Their analysis of data collected from 1938 to 1990 indicates that sperm densities in the United States have exhibited an average annual decrease of 1.5 million sperm per milliliter of collected sample, or about 1.5 percent per year, while those in European countries have declined at about twice that rate (3.1 percent per year).
The study was conducted by epidemiologists Shanna Swan, Eric Elkin and Laura Fenster of the California Department of Health Services. It appears in the November issue of Environmental Health Perspectives, the monthly scientific journal published by the National Institute of Environmental Health Sciences.
Since the early 1930's, there has been considerable interest in declining semen quality as a key predictor of male reproductive dysfunction.

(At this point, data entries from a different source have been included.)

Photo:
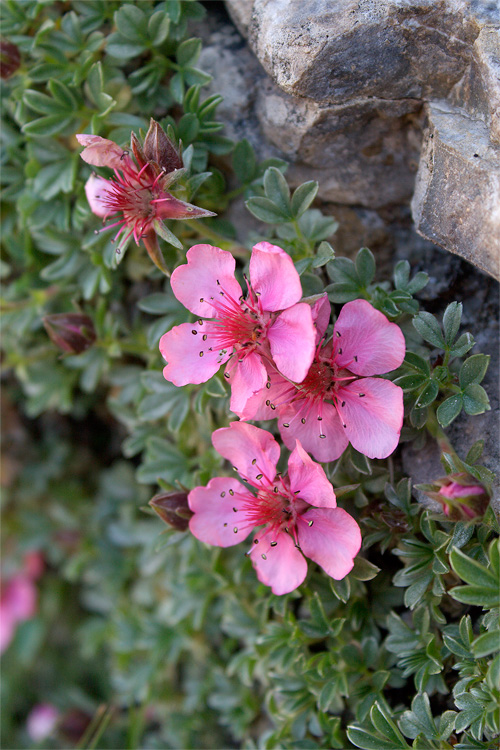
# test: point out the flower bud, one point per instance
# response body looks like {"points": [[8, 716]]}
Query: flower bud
{"points": [[173, 509], [461, 496], [159, 148], [72, 332], [10, 59]]}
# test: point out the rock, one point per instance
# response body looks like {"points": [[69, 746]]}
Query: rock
{"points": [[479, 89], [363, 153], [332, 51], [457, 195]]}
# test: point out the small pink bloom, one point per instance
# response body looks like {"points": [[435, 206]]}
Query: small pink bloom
{"points": [[41, 722], [135, 195], [17, 603], [339, 402], [297, 511], [250, 332]]}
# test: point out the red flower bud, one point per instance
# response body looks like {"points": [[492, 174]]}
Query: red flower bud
{"points": [[173, 509], [10, 59], [74, 333]]}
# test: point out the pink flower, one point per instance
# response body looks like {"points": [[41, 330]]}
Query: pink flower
{"points": [[42, 721], [337, 404], [268, 326], [17, 603], [136, 195], [297, 511]]}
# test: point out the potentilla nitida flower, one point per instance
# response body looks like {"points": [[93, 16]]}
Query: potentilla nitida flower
{"points": [[268, 325], [297, 511], [137, 195], [338, 402]]}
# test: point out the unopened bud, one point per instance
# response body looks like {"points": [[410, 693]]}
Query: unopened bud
{"points": [[460, 495], [74, 333], [159, 148], [10, 59], [173, 509]]}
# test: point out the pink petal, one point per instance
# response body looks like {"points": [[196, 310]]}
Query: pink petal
{"points": [[246, 378], [101, 152], [252, 451], [195, 283], [96, 189], [323, 449], [274, 277], [321, 310], [373, 420], [214, 520], [283, 568], [308, 480], [332, 540], [181, 347], [365, 333], [292, 338]]}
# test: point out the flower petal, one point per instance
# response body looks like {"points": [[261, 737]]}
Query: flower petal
{"points": [[101, 152], [195, 283], [372, 410], [330, 537], [214, 520], [246, 378], [367, 335], [282, 566], [96, 189], [274, 277], [308, 432], [252, 451], [189, 359], [308, 480], [292, 338]]}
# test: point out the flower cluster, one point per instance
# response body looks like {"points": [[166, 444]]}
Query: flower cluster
{"points": [[324, 394], [137, 194]]}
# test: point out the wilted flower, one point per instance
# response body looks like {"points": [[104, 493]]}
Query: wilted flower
{"points": [[42, 721], [336, 403], [72, 332], [460, 496], [297, 511], [268, 325], [173, 509], [137, 193], [10, 58]]}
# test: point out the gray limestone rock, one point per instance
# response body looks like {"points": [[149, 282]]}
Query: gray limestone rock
{"points": [[457, 195]]}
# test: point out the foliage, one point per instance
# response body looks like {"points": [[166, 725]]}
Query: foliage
{"points": [[157, 640]]}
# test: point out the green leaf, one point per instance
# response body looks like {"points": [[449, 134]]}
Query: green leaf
{"points": [[277, 190], [476, 399], [486, 644], [474, 369], [428, 327], [188, 52], [365, 266], [451, 321], [449, 410], [302, 197], [244, 161], [265, 210]]}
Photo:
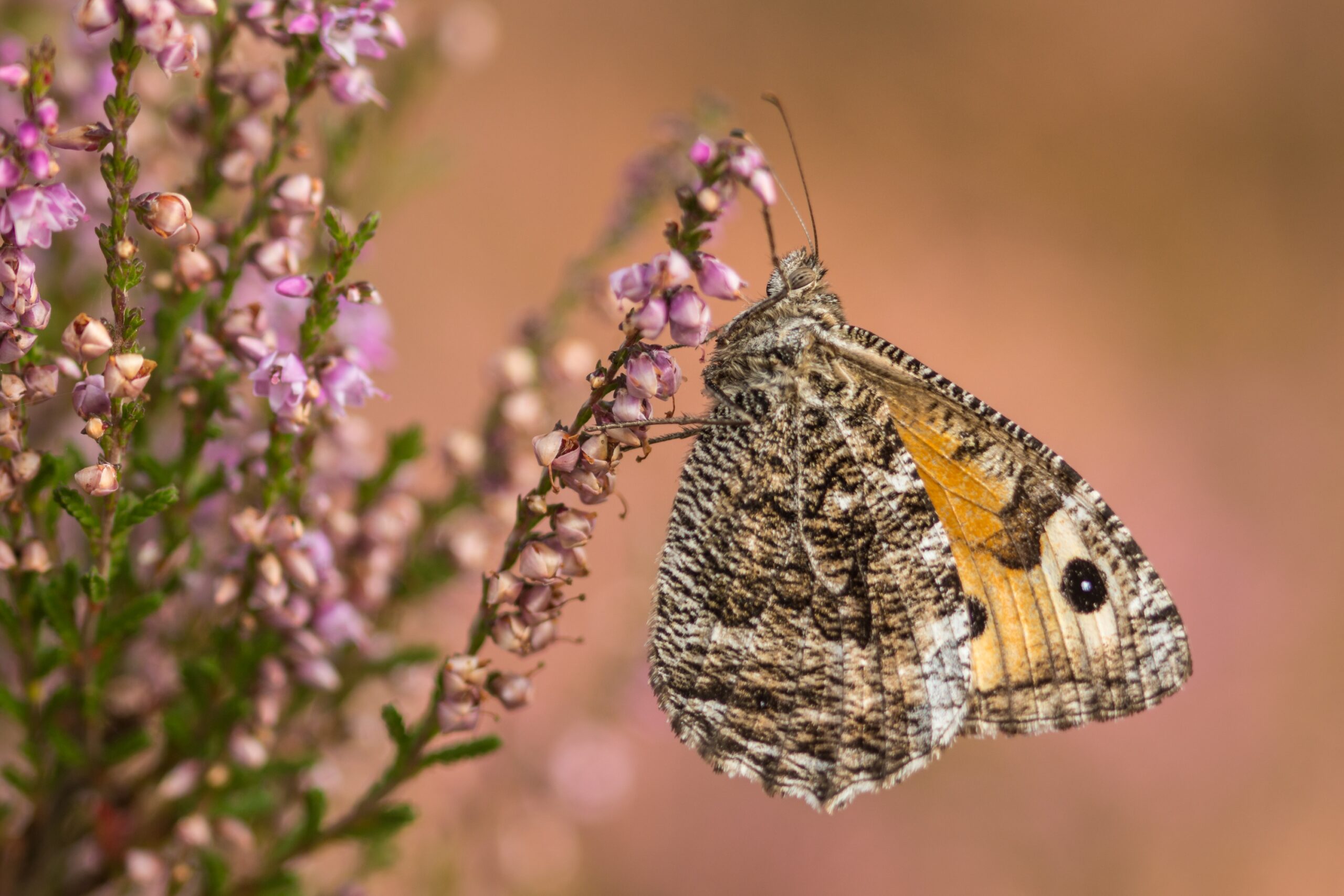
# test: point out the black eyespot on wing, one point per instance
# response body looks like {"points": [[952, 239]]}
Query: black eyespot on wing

The vast majority of studies designed to answer this question have focused on sperm density - the number of sperm contained in one milliliter of sample. (One milliliter is approximately 1/30th of an ounce.)
Despite enormous differences in data collection methods, study population and time period, most studies have come to the same conclusion - that sperm density has declined. In fact, a 1992 review of 61 such studies (Evidence for decreasing quality of semen during past 50 years, E. Carlsen, A. Giwercman, and N. Skakkebaek, British Medical Journal, vol. 305, page 609) revealed a steady decline, from 113 million sperm per milliliter in 1938 to 66 million in 1990, or about 1 million sperm per milliliter per year.
However, these studies did not take into account such factors as the age of the subjects, the length of abstinence prior to sample collection, and method of sample collection, each of which can influence the observed trend. Swan said, "Most of the critics have suggested ways in which the data analysis might be skewed, but no one has ever looked at the data from these earlier studies to see whether these hypothetical biases are actually present."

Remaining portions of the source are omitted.